Roel: Still don't see what the advantage is in having a product group at the moment. What we're doing in the different groups like HTA, Vocab, FHIR, is when we have an issue we go out to the other groups to solve it. That's working fine. What we're missing is the HTA having a seat in the TSC. Austin: But they can only represent HTA and not the rest of the product. Can't put an HTA, Vocab, and UTG member on the TSC. Julie: If an HTA and Vocab member couldn't speak to UTG on the TSC, that would be a surprise.

Davera: Agree with Ted. We're really talking about three different things. The product family, Vocab representation on TSC, and issues with UTG. Rather than conflate all of these, it would be helpful to separate them out and deal with them separately. Also agree that we need to work on the problem statement that we're trying to solve. The existing groups seem to be working well together. We should take representation on the TSC for vocab separately.  Proposes creating a seat on the TSC for vocabulary things including HTA, UTG. That role would represent and provide coverage for all three of those things. Austin notes that the product family seats on the TSC is what covers that. 

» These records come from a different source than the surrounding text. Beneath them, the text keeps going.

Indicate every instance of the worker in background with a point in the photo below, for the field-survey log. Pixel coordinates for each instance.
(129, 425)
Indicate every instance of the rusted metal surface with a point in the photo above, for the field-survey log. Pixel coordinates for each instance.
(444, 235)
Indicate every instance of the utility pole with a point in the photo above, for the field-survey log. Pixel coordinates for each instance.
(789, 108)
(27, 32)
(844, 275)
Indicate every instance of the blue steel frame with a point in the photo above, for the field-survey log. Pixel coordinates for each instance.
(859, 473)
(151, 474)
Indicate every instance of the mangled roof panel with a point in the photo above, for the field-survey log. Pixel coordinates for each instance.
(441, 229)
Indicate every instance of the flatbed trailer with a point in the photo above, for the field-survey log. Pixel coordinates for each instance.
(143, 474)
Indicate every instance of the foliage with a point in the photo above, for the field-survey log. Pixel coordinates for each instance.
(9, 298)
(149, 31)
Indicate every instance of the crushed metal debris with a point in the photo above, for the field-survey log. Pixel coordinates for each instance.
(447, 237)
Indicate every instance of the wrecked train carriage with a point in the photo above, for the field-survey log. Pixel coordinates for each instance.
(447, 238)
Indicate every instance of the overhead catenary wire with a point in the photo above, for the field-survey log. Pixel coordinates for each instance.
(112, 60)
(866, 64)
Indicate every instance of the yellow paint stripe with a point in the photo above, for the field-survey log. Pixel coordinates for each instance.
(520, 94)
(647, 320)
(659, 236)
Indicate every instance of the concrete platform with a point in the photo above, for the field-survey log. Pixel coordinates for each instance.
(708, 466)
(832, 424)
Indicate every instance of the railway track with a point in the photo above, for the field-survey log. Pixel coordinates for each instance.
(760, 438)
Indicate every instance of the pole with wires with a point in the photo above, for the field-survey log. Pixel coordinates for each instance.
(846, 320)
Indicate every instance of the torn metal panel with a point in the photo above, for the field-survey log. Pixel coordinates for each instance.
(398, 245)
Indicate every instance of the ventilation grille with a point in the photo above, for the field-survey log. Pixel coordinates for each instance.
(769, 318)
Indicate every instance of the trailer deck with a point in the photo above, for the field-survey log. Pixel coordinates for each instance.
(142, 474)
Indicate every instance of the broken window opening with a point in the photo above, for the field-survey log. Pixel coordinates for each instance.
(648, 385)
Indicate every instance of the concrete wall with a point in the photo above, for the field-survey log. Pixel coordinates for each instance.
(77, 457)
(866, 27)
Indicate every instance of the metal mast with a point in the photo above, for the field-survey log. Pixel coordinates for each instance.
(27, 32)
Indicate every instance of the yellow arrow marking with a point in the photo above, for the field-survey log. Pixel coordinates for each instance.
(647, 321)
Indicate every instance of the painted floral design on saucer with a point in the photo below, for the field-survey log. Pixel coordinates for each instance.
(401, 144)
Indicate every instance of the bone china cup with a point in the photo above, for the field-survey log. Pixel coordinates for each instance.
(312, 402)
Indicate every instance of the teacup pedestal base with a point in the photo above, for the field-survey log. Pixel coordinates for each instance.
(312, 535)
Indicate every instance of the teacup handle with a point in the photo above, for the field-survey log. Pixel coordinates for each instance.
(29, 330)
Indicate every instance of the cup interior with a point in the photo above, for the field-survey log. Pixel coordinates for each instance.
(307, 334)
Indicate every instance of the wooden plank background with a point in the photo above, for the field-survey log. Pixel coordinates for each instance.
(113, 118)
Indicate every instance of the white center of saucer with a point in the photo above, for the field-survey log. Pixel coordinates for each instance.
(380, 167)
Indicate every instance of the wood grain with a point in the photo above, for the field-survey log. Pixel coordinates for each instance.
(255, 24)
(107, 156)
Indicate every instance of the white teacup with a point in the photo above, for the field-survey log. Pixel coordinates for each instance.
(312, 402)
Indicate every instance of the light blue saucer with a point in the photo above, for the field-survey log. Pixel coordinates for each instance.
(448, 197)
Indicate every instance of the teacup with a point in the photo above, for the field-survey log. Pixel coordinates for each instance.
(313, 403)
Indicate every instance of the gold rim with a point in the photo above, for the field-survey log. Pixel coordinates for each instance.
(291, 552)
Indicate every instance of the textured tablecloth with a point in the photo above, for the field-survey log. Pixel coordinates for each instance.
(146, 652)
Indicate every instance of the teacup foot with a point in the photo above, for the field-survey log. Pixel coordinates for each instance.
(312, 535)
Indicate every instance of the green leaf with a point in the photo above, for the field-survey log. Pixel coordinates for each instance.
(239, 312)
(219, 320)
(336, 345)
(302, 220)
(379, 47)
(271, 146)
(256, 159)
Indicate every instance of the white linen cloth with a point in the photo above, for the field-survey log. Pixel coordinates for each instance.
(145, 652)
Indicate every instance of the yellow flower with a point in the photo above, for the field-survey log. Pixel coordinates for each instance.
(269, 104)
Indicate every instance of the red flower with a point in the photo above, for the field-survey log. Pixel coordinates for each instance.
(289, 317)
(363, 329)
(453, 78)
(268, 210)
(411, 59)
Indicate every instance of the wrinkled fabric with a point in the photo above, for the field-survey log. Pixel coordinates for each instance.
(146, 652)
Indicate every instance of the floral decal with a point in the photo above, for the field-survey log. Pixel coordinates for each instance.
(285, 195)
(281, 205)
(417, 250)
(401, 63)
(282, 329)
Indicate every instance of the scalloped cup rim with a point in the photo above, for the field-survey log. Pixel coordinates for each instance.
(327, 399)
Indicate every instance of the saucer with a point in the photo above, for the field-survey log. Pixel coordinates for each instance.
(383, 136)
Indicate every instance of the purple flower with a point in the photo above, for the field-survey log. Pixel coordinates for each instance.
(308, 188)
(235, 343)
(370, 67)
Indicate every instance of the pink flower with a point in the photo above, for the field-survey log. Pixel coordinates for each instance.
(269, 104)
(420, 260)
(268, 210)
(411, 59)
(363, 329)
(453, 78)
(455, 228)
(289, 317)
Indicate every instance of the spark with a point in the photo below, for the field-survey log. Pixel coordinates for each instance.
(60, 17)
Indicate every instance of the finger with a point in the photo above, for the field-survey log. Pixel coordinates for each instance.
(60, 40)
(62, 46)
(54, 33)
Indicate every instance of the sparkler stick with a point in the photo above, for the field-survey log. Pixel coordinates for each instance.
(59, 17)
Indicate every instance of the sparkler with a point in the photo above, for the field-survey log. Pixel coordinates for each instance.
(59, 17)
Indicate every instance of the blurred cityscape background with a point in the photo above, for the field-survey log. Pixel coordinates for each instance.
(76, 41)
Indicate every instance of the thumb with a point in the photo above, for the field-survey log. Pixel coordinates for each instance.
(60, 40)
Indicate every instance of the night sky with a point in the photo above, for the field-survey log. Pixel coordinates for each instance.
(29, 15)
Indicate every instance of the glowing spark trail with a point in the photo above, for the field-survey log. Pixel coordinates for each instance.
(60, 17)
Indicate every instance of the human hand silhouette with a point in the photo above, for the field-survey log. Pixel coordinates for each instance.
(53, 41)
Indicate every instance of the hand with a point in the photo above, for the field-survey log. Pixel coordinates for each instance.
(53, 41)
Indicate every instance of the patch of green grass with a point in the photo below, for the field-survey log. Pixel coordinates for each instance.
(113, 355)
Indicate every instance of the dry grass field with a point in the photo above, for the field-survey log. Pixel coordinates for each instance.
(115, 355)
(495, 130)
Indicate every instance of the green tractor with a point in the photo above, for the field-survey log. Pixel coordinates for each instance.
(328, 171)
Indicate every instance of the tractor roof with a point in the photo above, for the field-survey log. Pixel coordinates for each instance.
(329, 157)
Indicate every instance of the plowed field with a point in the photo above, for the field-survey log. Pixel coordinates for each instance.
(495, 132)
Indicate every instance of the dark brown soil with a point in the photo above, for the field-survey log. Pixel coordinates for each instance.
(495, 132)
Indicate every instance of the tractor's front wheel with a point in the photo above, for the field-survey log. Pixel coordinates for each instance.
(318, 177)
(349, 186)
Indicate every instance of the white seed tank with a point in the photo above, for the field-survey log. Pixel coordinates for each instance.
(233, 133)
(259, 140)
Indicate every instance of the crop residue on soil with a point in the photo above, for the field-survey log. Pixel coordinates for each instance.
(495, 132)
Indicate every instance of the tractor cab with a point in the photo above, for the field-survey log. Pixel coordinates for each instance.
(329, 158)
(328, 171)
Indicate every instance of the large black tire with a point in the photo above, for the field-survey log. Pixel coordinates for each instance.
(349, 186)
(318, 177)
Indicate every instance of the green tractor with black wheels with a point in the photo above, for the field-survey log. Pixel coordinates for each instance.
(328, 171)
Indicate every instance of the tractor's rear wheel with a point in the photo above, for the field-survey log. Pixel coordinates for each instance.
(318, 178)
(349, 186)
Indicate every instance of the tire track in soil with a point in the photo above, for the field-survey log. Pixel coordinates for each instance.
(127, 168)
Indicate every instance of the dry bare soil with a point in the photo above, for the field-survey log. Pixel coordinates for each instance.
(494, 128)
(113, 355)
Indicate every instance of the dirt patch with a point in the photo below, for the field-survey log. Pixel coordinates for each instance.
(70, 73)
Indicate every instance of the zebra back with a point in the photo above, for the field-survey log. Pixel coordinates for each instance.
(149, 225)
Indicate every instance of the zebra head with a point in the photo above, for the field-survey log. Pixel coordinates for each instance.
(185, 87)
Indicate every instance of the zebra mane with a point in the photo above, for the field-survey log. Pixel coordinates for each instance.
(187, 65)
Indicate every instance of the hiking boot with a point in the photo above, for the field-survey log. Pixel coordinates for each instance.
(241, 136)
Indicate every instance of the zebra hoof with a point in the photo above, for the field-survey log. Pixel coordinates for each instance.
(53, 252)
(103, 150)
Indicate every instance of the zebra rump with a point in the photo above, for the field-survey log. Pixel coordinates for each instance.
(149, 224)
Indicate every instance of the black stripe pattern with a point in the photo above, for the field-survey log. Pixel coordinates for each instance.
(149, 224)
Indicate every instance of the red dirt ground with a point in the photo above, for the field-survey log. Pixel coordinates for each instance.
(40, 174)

Carol: my thoughts are in-line with the sentiments stated previously regarding the successful aspects of the existing work by Vocab WG (non-external code systems) and HTA (external only) to define vocabulary related policy and processes for authoring and maintenance within HL7 products, then present to TSC for approval. The gap(s) that may exist and could be filled by TMG (or some other solution), is enforcement of the said policies. Right now, tooling limitations (and sometimes, a sentiment that "it's just not how it works or will be done") and or differing opinions has prevented consistency (and dare I say has caused problems when implementers are giving different guidance from vocab or HTA and a product lead). *given different guidance

Reuben: One of the biggest problems is establishing policy and enforcing it. FMG as a body does a really good job of enforcing FHIR policy. Would be interested to see how well that could work for terminology. We have a gap in enforcement. Julie and Carol agree. Austin: That one of the primary jobs of the management group - to improve the quality of the product through the enforcement of rules. Julie reports we're doing that within the current structures; would we be better at it in a product family? Austin: Vocabulary has a wide set of policies they've documented over the years, but those policies are WG level policies that can't be rigorously enforce on anyone else. In a product family management structure, there is the opportunity to elevate and enfoce those rules. WGs don't have the authority to enforce those. Julie: If TSC had taken those up, it could have worked. Austin: We're re-working the TSC to attempt to do a better job at it. This is an opportunity for terminology to join that table and do that work.